Tuesday, August 07, 2007

Interesting HealthCare Proposal

This is from Brad DeLong, UC-Berkeley Economist and former Clinton Treasury Official:

"20% Deductible/Out of Pocket Cap: The IRS snarfs 20% of your family economic income. 5% of it is an increase in taxes (but that replaces your and your employer's current health insurance premiums). 15% of it goes straight into your Health Savings Account. That HSA is then used to pay all your family health bills. If your expenses in a year are less than what's in your HSA, the balance is rolled into your IRA (or, if you prefer, returned to you with your tax refund check).
Single-Payer for the Rest: If your HSA is emptied and you still have more health bills that year, the federal government pays them. The main point, after all, is insurance: if you fall seriously sick, you want right then and there to be treated whether or not your wallet biopsy is positive.

Sin Taxes: on Tobacco, Gorgonzola, Three-Liter Bottles of Liquid High-Fructose Corn Syrup, Tanning Clinics (Melanoma), et cetera: Sin taxes (and, perhaps, someday general revenues) pay for an army of barefoot doctors and nurses and mobile treatment vans roaming the country, knocking on doors, and providing preventive and other long-run lifestyle services for free: Let me examine your prostate. Mind if I check your refrigerator and tell you how to eat healthier? Have you exercised today? I'm a Pilates instructor, and we could do a session now? Are you up on your immunizations? Anybody here have a fever and need antibiotics? Come on out to the van and I'll clean your teeth." The idea is to make the preventive care cheaper-than-free, to insure that nothing with a high long-run benefit/cost ratio gets left undone because people would rather get a bigger check the next April to use to buy an HDTV.

A Lot of Serious Research on Best Public-Health, Chronic-Disease, and Hospital Practices: Made easier, of course, by linking the payment records from the health branch of the IRS to hospital records to the wirelessly-transfered logs from the barefoot doctor vans.
That's it. No deduction for employer-paid health expenses.
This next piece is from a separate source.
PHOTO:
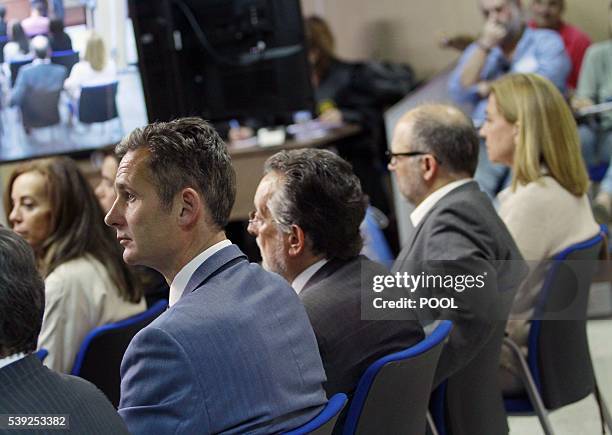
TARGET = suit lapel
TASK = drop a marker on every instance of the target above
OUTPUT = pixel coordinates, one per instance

No insurance companies.
The key is that we face not a health-care financing crisis but a health-care treatment opportunity. Technologies are going to do marvelous things: we are going to have livers grown from our own tissue on reserve in hospital basements in case we go picnicking and eat the wrong mushrooms. We need to figure out (1) how to spread the benefits of current and future medical treatment options as widely as possible while (2) also making sure that a lot of thought and energy goes into figuring out what effective treatments have the highest benefit/cost ratios--i.e., cost least--because those are the ones we can collectively afford to do the most of, and while (3) making sure that we collectively earmark as much of our total resources to health as we really want. Government programs are good at (1). Markets are good at (2). And insurance is good at (3) if we can deliver the right incentives to insurers. These three goals are in considerable tension. The package above strikes this relatively ignorant economist as likely to give us the best chance of getting as close as possible to utopia.

Why the 20%? Because I am very impressed by the use of technology to drive the cost reductions--which means the reductions in doctor and nurse time: the increases in the number of procedures that a given treatment unit can perform, and thus in the number of people whom we can, collectively, treat--in beneficial-but-optional areas like eye surgery and lenses. It does seem to matter that consumers are cost conscious and economize when they have financial skin in the game. This is the mother of all Health Savings Account proposals.

Why the barefoot nurses? Because there are an awful lot of games where we don't want economization. This is the mother of all public-health and subsidize-preventive-medicine proposals.

Why single-payer above 20%? Because I think there's no space left for insurance companies. Insurance executives' and actuaries' incentives are horribly wrong--they are either to figure out how to exclude the sick from their coverage or to skimp on preventive stuff because twenty years hence the patient will be covered by some other company. You want doctors to have incentives to deliver necessary and appropriate care better. You don't want insurers to have incentives to deliver shoddier and cheaper care in hard-to-monitor ways."